Are there any dis-advantages to extruding the aluminum heatsinks rather than completely CNC'ing them

Yeah, getting the one of the surfaces to conform to the other is a big concern. The E3D cyclops/chimera heatsink uses setscrews to mount a smooth barrel, and apparently doesn’t work for pla unless you use heatsink thermal compound between it and the barrels. At Deezmaker, we experimented with plating the barrels and settled on gold plating. Diego had a different hypothesis as to why it worked, but mine was that the gold, as a relatively soft metal, was deforming enough to provide better thermal contact with the cooling block.
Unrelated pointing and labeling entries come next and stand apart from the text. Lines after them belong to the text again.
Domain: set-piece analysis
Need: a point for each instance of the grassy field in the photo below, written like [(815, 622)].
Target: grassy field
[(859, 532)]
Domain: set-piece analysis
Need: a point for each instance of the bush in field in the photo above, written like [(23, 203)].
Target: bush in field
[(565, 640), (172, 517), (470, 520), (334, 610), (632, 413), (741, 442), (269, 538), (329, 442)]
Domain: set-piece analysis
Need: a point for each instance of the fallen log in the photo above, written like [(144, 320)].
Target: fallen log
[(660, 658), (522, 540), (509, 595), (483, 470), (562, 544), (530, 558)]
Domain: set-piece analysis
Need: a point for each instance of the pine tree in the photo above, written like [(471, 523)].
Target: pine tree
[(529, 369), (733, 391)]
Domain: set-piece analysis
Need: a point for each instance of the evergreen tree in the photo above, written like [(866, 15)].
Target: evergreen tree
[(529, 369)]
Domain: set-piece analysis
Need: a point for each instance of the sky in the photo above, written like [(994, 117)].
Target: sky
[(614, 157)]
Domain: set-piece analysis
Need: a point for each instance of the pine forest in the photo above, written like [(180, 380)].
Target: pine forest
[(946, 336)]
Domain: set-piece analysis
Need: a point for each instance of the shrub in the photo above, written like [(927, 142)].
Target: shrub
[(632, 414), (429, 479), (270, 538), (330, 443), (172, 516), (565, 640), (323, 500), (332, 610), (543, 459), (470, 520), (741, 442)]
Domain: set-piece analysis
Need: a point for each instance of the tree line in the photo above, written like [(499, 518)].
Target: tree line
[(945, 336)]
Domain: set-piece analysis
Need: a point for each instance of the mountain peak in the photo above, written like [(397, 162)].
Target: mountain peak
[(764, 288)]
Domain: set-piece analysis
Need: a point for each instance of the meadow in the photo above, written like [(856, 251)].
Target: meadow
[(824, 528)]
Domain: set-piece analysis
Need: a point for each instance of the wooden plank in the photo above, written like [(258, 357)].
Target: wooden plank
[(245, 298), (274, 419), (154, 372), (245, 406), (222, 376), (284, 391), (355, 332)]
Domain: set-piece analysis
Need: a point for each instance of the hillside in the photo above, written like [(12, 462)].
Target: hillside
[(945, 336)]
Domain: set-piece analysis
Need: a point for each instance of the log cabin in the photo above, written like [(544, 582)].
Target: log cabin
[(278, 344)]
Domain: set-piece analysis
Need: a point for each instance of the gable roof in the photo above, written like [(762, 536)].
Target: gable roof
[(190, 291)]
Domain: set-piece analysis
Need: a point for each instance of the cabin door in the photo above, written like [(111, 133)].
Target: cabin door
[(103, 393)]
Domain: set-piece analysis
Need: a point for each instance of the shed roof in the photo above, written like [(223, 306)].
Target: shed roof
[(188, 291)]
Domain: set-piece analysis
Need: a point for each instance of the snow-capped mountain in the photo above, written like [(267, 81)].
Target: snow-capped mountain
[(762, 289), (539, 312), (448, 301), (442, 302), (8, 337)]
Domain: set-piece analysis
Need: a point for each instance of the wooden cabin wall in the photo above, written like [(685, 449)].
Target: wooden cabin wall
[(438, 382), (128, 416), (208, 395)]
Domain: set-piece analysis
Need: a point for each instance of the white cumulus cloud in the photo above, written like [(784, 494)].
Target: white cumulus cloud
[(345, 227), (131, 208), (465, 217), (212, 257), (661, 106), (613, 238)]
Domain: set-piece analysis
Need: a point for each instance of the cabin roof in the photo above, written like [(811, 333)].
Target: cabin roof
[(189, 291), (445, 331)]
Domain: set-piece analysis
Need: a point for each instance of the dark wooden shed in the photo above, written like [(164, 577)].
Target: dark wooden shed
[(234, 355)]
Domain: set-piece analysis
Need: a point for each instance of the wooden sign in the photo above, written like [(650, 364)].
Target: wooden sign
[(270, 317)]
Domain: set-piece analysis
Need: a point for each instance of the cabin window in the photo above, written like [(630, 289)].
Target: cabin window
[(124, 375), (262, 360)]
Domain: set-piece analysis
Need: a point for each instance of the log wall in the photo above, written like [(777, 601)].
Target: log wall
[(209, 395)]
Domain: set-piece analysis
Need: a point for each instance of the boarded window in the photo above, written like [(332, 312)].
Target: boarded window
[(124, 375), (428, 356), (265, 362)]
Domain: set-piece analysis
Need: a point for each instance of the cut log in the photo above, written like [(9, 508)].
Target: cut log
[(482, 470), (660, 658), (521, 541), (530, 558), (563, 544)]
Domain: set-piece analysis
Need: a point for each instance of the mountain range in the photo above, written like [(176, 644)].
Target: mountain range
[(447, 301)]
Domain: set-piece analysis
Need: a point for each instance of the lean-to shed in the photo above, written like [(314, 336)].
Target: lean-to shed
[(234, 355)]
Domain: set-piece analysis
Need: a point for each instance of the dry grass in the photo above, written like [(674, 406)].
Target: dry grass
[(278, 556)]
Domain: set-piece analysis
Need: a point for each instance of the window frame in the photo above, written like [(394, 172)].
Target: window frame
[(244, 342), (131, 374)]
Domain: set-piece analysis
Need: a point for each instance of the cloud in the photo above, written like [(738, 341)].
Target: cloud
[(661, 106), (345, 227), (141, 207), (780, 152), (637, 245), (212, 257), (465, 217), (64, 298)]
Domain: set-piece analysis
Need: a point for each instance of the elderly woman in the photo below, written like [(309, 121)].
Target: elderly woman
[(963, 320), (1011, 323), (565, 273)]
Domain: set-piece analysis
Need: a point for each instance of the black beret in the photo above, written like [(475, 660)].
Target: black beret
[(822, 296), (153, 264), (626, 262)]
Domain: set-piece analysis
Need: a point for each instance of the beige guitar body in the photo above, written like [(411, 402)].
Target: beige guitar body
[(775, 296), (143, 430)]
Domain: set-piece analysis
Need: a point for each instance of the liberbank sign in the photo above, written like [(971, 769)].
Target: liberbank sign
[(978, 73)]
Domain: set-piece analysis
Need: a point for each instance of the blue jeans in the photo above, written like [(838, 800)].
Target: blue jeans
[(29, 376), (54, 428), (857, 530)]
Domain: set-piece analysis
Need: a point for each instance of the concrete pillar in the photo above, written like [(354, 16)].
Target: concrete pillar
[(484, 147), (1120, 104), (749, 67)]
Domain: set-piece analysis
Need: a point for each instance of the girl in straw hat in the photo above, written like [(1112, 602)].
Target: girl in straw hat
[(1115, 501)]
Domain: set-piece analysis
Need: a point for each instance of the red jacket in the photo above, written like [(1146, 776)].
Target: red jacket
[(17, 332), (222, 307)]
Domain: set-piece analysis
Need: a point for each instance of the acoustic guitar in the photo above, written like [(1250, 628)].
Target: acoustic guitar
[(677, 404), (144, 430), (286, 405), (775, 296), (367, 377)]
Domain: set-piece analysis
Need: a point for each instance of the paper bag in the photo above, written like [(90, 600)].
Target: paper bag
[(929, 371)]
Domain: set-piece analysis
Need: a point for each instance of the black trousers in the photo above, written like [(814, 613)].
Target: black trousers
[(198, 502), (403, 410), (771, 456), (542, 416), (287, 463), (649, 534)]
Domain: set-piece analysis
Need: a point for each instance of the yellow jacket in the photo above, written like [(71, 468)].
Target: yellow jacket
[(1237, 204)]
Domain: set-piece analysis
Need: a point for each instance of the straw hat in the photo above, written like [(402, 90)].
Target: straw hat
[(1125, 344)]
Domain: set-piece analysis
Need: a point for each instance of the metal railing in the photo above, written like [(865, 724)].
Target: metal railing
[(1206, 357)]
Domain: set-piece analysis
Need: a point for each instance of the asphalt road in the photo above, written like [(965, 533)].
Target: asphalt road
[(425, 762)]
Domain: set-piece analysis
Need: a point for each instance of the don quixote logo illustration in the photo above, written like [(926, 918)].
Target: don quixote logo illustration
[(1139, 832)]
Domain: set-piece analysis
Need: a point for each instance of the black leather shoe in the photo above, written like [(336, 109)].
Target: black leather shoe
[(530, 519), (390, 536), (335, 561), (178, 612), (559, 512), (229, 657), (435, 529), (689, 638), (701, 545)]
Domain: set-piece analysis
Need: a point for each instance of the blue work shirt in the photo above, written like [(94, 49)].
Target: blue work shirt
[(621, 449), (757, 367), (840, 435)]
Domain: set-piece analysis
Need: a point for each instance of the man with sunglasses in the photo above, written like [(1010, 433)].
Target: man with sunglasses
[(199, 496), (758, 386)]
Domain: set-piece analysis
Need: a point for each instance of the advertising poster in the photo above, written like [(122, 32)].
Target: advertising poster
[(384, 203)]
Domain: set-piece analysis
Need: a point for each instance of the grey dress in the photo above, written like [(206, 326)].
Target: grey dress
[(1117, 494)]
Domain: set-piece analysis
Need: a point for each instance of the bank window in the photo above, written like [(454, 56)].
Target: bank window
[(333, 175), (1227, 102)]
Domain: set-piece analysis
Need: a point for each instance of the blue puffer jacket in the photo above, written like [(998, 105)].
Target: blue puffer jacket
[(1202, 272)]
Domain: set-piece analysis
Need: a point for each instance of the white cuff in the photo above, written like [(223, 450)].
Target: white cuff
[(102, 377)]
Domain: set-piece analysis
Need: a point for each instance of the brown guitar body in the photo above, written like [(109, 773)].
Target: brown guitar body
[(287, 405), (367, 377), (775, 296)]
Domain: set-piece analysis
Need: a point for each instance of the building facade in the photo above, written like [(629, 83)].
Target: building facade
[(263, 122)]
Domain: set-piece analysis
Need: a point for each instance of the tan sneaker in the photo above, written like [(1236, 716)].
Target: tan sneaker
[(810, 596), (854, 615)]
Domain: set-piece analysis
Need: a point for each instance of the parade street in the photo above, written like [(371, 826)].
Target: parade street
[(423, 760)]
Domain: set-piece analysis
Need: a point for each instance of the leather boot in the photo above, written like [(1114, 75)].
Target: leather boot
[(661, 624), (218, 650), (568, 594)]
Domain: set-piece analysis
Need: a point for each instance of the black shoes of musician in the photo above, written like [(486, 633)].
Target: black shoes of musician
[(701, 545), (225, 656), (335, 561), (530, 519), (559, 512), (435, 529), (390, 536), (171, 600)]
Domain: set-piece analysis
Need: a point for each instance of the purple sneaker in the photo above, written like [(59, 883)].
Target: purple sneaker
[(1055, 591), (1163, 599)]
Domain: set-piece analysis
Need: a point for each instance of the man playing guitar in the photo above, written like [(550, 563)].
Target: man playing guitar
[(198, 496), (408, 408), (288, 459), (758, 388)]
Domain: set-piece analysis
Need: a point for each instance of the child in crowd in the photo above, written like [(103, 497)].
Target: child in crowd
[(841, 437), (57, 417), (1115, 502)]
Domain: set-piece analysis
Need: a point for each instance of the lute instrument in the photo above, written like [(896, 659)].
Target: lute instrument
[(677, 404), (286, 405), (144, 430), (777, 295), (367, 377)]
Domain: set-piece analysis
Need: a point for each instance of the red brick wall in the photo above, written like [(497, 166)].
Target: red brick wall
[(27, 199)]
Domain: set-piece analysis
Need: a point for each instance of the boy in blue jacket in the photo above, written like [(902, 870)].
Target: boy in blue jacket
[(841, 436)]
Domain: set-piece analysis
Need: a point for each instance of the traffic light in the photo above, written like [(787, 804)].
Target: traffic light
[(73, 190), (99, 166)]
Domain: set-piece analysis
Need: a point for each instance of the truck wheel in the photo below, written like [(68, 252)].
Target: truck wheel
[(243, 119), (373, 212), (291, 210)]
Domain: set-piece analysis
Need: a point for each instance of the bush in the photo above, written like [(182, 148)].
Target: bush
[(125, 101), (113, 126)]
Gold plate? Nice :slight_smile:

I suspect there’s probably a simple way to make a nice collet or taper grip interface that has high contact stress over a large surface area, but it’s arguable whether the need for more alternative hot end formats is really present anymore. Several existing all-metal designs work well enough that I don’t see much value in trying to reinvent things (except for the pure intellectual pursuit of it, which isn’t what Shai is going for here.)

@Ryan_Carlyle I’d like to see an easily-replaceable nozzle component that only cost a few cents to produce, so that users wouldn’t need to know how to clean them out if they clog (which most people are doing wrong anyway, leading to further problems down the road) and they could instead afford to throw them away and use a new one if they so chose. Of course, it would still be possible to clean them out for those who have more money than time, but I don’t think the current situation is serving the people who just want to print and don’t want to learn about how the printer works. Of course, there are the cube3 cartridges that come with a whole new filament path, up to and including the nozzle, but you shouldn’t need to clean-out/replace your nozzle as often as you change spools (especially with thier sub-1kg cartridges), and their system still means that if a nozzle clogs, the rest of the spool is wasted.

Nozzles aren’t expensive in China. A nozzle such as an E3D 0.4mm would probably cost $0.10 to make for 500 pieces. I’m basing this off quotes we got for similar nozzles.

That’s cheap! Mine cost me two bucks, but are hard coated

Yeah, but not what I’m talking about. What I have in mind needs to continue well into the cold zone and be replaceable cold, with no chance of leaking or shearing-off the threaded portion of a nozzle when it seizes up (I’ve seen this too many times). It also has to require no more than one tool to do the replacement (no counter-tightened joints to lock things together).

Yeah I hate counter-tightened joints as well. That’s why we designed our new mini hotend to have a single nozzle the spans from middle of the heatsink to bottom.

On another note, would it be possible to create a fan with a center hole so it sits on top of the heatsink and points down? This way it can act both as a heatsink cooler and a print cooler.

Would it be possible? Of course. Is there an existing part that can be used for the purpose, rather than you needing to design them and get them manufactured? Almost certainly not.

What about a squirrel cage or two down a tube?